Set your phone to maximum brightness, sit in a darkened room with the phone off for a while, and then set it playing a desert movie. The brightness relative to your pupil size will be plenty bright enough at a few hundred nits.
The only time 10000 nits is needed on a display is when the ambient is bright enough that you need 10000 nits to be relatively bright enough. It's a lot cheaper and more environmentally friendly to just draw the curtains and dim the lights than crank up the display brightness.
But that’s really missing the point, and it’s understandable if you haven’t had much experience with HDR viewing or with trying to understand why it looks so much better. Which is also why it’s a bit of a hard sell to begin with.
I like to think of GOOD HDR as the way to get rid of a kind of uncanny valley in how we watch content on TVs.
Let me explain that. When we watch a movie for example, we know that what we’re seeing is ‘reality’. BUT! The TV only shows a representation of the reality that was shot with a camera.
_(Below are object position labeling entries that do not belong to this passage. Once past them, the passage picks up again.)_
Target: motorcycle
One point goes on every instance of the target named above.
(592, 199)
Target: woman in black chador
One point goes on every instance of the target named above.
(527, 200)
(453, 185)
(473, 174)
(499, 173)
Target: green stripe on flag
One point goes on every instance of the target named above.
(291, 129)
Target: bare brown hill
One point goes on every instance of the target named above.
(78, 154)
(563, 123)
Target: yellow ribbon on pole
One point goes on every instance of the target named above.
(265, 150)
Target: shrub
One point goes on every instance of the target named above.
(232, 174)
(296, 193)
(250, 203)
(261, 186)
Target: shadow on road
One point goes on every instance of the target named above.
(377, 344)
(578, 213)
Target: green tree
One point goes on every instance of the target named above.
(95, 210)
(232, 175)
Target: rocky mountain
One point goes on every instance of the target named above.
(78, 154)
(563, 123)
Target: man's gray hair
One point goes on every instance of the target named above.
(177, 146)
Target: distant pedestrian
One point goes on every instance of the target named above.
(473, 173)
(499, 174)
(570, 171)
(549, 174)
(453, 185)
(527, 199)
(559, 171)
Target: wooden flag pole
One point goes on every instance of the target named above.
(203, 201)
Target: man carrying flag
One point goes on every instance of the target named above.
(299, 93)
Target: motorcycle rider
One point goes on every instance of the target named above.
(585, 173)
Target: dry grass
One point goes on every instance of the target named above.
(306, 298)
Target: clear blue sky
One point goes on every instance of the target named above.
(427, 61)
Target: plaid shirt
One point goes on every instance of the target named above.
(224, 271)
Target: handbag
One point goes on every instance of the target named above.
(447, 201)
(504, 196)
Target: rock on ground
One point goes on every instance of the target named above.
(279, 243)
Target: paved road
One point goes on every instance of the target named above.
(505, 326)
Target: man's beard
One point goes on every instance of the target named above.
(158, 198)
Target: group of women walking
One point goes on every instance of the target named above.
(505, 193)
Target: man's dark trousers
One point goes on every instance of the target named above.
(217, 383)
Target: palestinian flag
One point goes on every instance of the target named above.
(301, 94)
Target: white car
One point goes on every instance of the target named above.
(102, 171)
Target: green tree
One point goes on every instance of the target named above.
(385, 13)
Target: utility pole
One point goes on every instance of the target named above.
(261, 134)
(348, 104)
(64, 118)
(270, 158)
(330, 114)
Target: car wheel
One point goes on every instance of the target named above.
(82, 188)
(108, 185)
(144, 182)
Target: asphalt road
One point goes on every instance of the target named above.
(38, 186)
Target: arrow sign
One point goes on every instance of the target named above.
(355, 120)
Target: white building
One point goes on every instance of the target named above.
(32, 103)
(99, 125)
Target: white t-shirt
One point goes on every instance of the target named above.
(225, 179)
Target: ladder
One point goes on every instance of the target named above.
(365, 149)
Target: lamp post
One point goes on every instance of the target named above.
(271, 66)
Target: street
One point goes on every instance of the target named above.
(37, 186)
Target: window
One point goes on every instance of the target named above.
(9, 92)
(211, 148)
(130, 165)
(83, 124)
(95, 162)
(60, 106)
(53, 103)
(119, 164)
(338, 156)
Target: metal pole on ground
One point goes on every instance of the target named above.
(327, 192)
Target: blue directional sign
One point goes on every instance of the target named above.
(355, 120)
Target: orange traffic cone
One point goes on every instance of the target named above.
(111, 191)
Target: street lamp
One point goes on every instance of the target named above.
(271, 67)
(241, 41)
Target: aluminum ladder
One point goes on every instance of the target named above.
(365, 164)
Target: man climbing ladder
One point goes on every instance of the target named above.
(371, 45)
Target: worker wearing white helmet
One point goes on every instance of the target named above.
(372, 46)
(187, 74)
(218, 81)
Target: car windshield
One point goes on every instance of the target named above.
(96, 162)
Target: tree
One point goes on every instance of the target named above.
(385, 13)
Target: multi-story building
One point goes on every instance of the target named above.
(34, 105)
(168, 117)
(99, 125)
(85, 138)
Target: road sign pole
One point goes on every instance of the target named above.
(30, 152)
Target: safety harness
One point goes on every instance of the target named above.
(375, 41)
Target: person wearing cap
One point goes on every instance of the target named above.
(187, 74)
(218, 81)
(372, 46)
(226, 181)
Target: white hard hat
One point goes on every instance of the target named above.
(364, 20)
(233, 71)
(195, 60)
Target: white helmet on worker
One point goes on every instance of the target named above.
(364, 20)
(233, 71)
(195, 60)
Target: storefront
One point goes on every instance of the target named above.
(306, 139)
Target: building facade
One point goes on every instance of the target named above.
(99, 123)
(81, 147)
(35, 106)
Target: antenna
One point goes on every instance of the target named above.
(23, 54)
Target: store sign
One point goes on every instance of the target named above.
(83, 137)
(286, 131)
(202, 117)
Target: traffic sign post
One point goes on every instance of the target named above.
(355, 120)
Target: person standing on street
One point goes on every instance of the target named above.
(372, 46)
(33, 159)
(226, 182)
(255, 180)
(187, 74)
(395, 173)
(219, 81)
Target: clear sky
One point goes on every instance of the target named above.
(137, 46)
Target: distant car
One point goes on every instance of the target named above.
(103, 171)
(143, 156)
Colours aren’t really what they look like in reality, because in reality there’s a LOT more luminosity that has nothing to do with what we call brightness, but has more to do with how light behaves. In SDR or low brightness TVs, “Light” doesn’t looks like LIGHT. It looks like a white surface, and that’s not what reality looks like.
Now, try to think of HDR as a way to get rid of the limitations of the TV. A way to make the TV look more like a window into reality than a picture on the wall where light=white.
This has - again - nothing to do with blinding light, or looking directly into light sources, which will always look WAY brighter than 10,000 nits. You see the difference in every surface that bounces light. That’s where the magic happens. HDR makes the image REAL and 3D just from the surfaces reflecting or bouncing any kind of light: walls, metallic surfaces, any surface really. And as soon as you open this Pandora’s box, you can see exactly where the limitations are, as any bright part of the image that doesn’t feel right, doesn’t because there isn’t enough luminance (nits) and isn’t represented right.
That of course assumes that the content itself is mastered right in HDR (its not always a given).
So the WOW relating to this crazy 10,000 nits TV is due to the fact that finally a video of a car under the sun looks like A REAL CAR UNDER THE SUN and not a TV showing a car under the sun with colour and white surfaces trying to replicate the reflections and specular highlights.
This applies to ALL images, no need to have such a bright source of light as the sun- that was just an example. Everything in HDR elevates the picture from a ‘picture’ to reality.
I honestly have no more ways to explain it.